After discussing treatment options with Jim and Liz, Drs. Sato and Gonsalves recommended a monthly regimen of immunoembolization, which involves injecting cytokines (drugs that stimulate or modulate immune responses) directly into the arteries supplying the liver. This was combined with embolization of the hepatic artery. The procedure improves the survival for patients with liver metastases from, at best, five months (under conventional treatment) to an average of 14.5 months. There are just a few other centers in the country that treat uveal (ocular) melanoma and none through immunoembolization.
Jim’s first monthly treatment was hard– on him and Liz. Jim was in tremendous pain for about a week, while Liz focused on mastering the regimen of medications Jim had to take. Fortunately, Jim felt better in a week or so – just in time to attend his daughter’s graduation and witness her delivering her speech as class student speaker.
“It was so great seeing my little girl up there talking to the crowd,” recalls Jim. “Liz and I homeschooled her for the entire 12 years of her primary and secondary education, so we felt especially proud of her accomplishment. We must have done something right!”
Since diagnosis, Jim has been able to maintain his work and personal activities. Happily, his subsequent monthly treatments – which required an overnight stay in Thomas Jefferson University Hospital — were much easier on Jim. But last October, after several months of life he might not otherwise have had — and just a couple of weeks before the wedding — Drs. Sato and Gonsalves detected some progression in his disease, which meant the immunoembolization was no longer working. At that point, they switched his treatment to chemoembolization, which has further extended his life. Jefferson also closely coordinated with a radiologist near Jim’s home in Virginia to administer radiation to a tumor that had developed on his lower back. This treatment helped to ensure Jim’s ability to walk his daughter down the aisle.
“We made sure all of our doctors in Virginia understood that Jefferson was the lead on Jim’s care,” notes Liz. “Jefferson is the only place that can provide or coordinate all of the care Jim needs, like the emergency tumor radiation.”
Here Comes The Bride
Finally came the big day. When Jim, clad in his elegant best, saw Ginny in her wedding gown, “I took one look at her and said, “Oh, my God, you’re beautiful – almost too beautiful to give away! But, of course, I did. It was thrilling – a rite of passage for Ginny and for me. I think every dad cherishes the moment he gets to do that–I certainly did!”
“We had made it clear to our doctors at Jefferson how important Jim’s making it to this day was to all of us,” stresses Liz. “And they worked with us in terms of scheduling treatment, whether up there or locally, and doing everything possible to make sure we made it.
“Dr. Sato, Dr. Gonsalves, and all of the other doctors and nurses on Jim’s care team always made us feel like we were the most important people in Thomas Jefferson University Hospital–whenever we were there to talk with them or be treated.
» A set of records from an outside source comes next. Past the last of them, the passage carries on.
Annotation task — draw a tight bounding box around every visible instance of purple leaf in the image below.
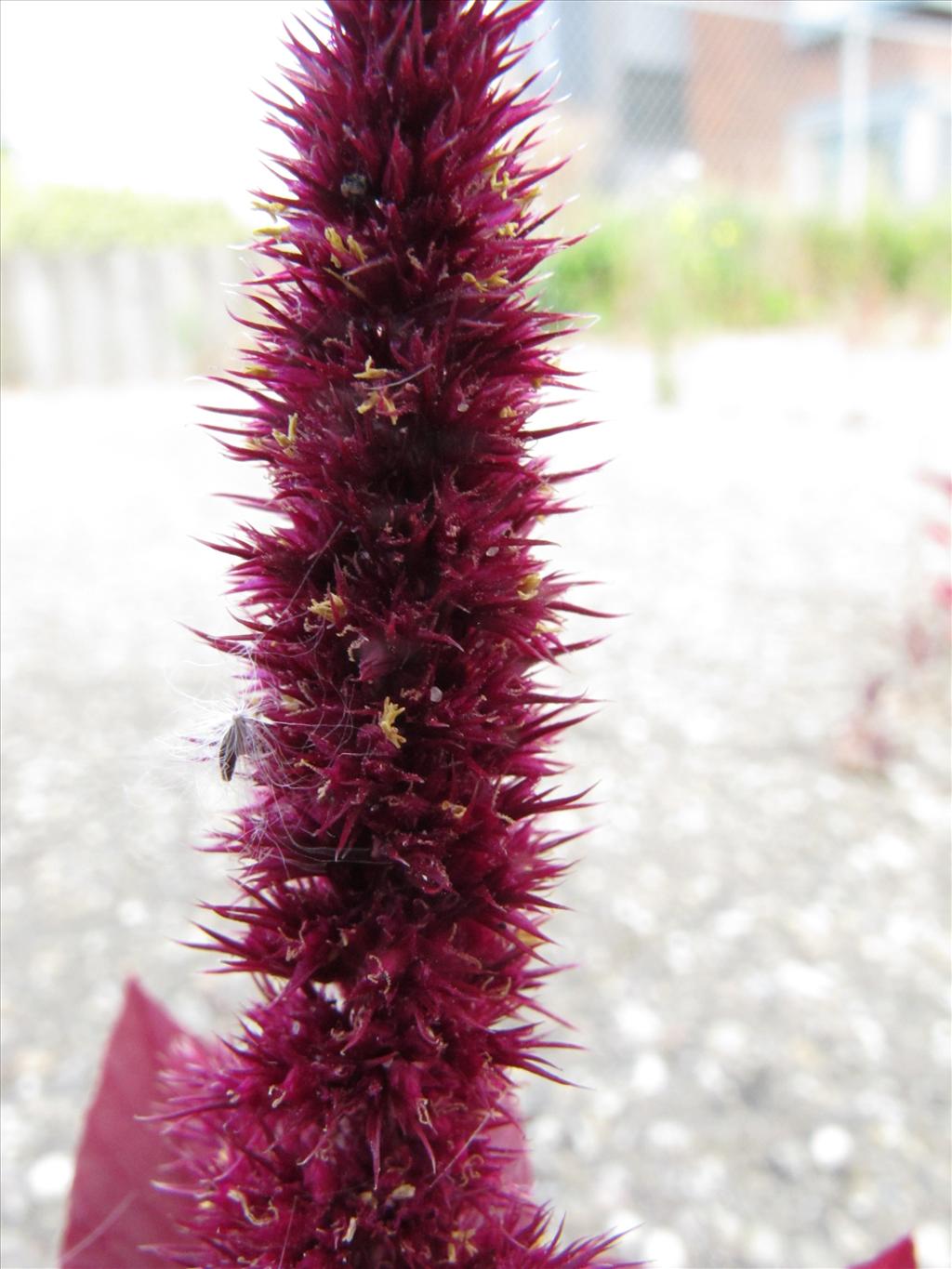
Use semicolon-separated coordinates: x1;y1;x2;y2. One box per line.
851;1235;917;1269
60;980;187;1269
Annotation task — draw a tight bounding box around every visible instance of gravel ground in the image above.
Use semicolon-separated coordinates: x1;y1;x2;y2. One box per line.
3;333;951;1269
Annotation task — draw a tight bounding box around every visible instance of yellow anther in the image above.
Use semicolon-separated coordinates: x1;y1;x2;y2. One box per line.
229;1189;278;1224
463;269;509;292
515;573;542;599
251;198;288;216
307;590;347;622
377;696;406;748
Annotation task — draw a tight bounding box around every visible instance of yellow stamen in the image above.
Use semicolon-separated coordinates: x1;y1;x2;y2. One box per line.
307;590;347;622
377;696;406;748
515;573;542;599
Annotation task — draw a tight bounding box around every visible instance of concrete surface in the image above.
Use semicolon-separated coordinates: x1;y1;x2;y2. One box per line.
3;333;951;1269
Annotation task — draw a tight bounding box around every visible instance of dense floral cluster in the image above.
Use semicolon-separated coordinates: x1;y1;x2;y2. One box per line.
154;0;627;1269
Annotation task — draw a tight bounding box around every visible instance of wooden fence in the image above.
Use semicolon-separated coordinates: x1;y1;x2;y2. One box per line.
0;247;246;387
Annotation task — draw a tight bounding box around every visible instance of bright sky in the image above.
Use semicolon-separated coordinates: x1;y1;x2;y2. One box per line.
0;0;327;211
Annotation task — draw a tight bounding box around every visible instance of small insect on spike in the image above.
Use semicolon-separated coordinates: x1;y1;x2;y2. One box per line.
218;712;261;785
340;171;371;203
141;0;629;1269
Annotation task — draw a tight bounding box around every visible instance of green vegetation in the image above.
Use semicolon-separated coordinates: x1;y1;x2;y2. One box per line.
546;199;951;337
0;164;247;255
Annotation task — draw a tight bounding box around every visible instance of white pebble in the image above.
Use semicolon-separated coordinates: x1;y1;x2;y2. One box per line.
631;1052;668;1098
27;1152;73;1202
118;898;149;929
810;1123;853;1172
615;1000;661;1044
642;1227;688;1269
645;1119;693;1151
914;1221;952;1269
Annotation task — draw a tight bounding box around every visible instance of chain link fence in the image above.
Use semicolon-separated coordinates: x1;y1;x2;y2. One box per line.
532;0;952;218
0;0;952;386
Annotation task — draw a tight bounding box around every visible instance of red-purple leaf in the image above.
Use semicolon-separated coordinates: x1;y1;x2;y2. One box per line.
60;980;192;1269
851;1235;917;1269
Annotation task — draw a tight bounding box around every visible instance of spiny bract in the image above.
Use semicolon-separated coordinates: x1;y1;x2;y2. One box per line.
165;0;627;1269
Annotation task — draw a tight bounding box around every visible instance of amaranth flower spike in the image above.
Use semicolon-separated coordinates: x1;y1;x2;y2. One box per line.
165;7;627;1269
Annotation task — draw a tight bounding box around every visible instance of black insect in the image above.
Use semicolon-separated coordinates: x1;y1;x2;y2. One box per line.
340;171;371;202
218;713;261;782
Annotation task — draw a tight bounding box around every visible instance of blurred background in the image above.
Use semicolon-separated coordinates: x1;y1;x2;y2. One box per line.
0;0;952;1269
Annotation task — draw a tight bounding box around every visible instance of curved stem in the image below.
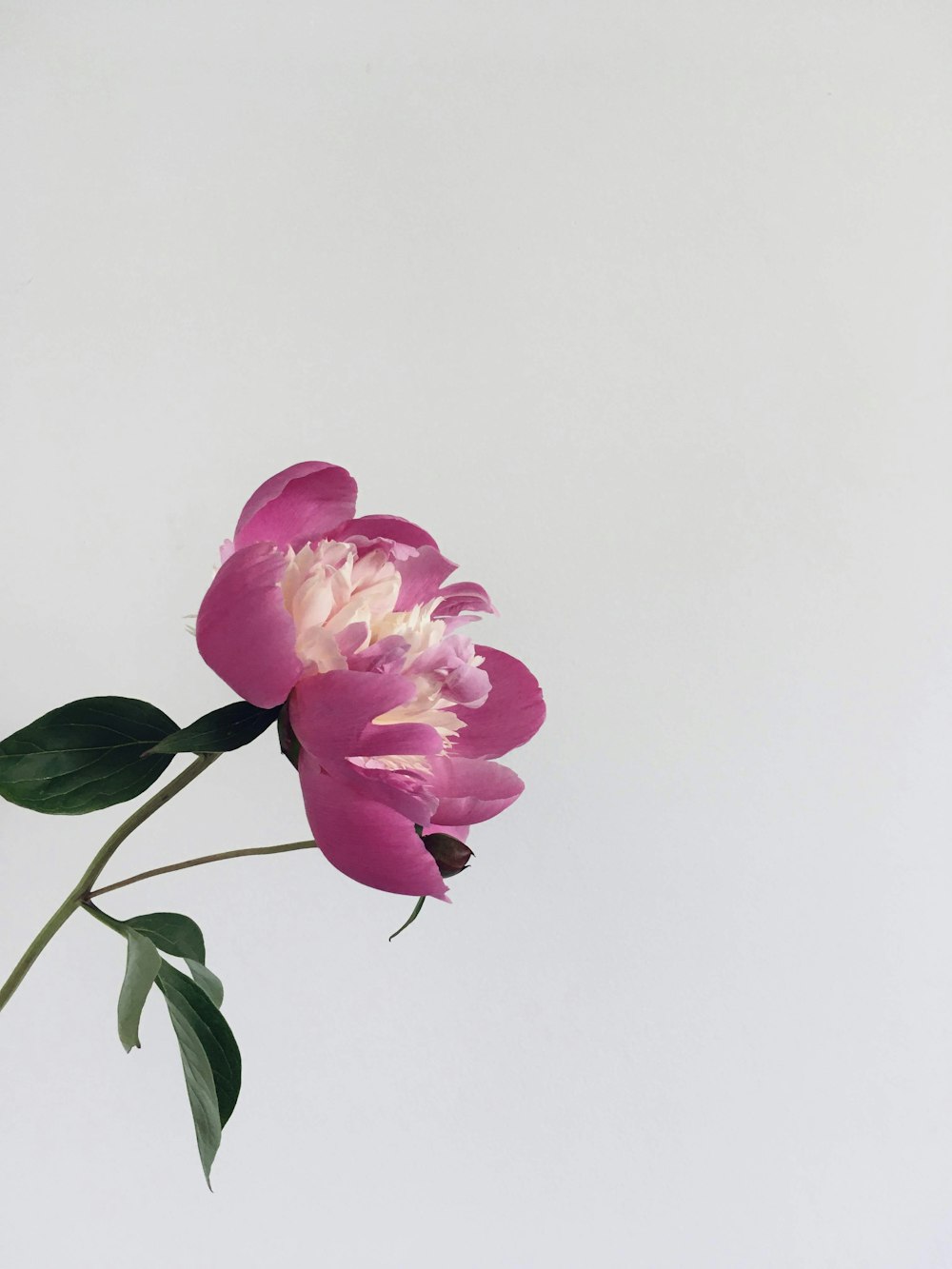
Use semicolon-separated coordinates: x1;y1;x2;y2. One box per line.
87;842;317;900
387;895;426;942
0;754;221;1009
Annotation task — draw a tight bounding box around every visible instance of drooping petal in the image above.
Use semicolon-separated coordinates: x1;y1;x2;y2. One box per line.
433;582;499;620
453;644;545;758
195;542;302;709
429;758;525;834
290;670;443;760
298;752;446;899
424;823;469;842
334;515;437;547
235;464;357;551
396;547;456;613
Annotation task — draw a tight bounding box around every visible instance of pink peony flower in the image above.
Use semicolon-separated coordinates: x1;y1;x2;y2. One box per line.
195;462;545;899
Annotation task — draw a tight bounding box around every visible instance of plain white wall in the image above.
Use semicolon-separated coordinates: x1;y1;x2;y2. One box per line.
0;0;952;1269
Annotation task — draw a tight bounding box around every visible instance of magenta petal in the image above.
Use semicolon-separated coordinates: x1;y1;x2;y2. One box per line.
396;547;456;613
426;823;469;842
235;464;357;551
429;758;525;834
433;582;499;618
290;670;442;762
195;542;302;709
453;644;545;758
298;752;446;899
335;515;437;547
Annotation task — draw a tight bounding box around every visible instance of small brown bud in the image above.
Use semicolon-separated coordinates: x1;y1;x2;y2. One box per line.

They communicated unmistakably that they were going to do everything they could to keep Jim alive. At the same time, they always had warm smiles and good humor to make us feel comfortable.”
“The nurses are heaven-sent–they can lift me up when I’m in a grouchy mood,” adds Jim. “Dr. Gonsalves is doing a knock-out job, as is Dr. Sato and his research team. I may not have a cure, but one day, thanks to them, there will be a cure. In the meantime, I’ve had the chance to hang in to see my daughter on to her career and marriage, and that’s been an absolute blessing!”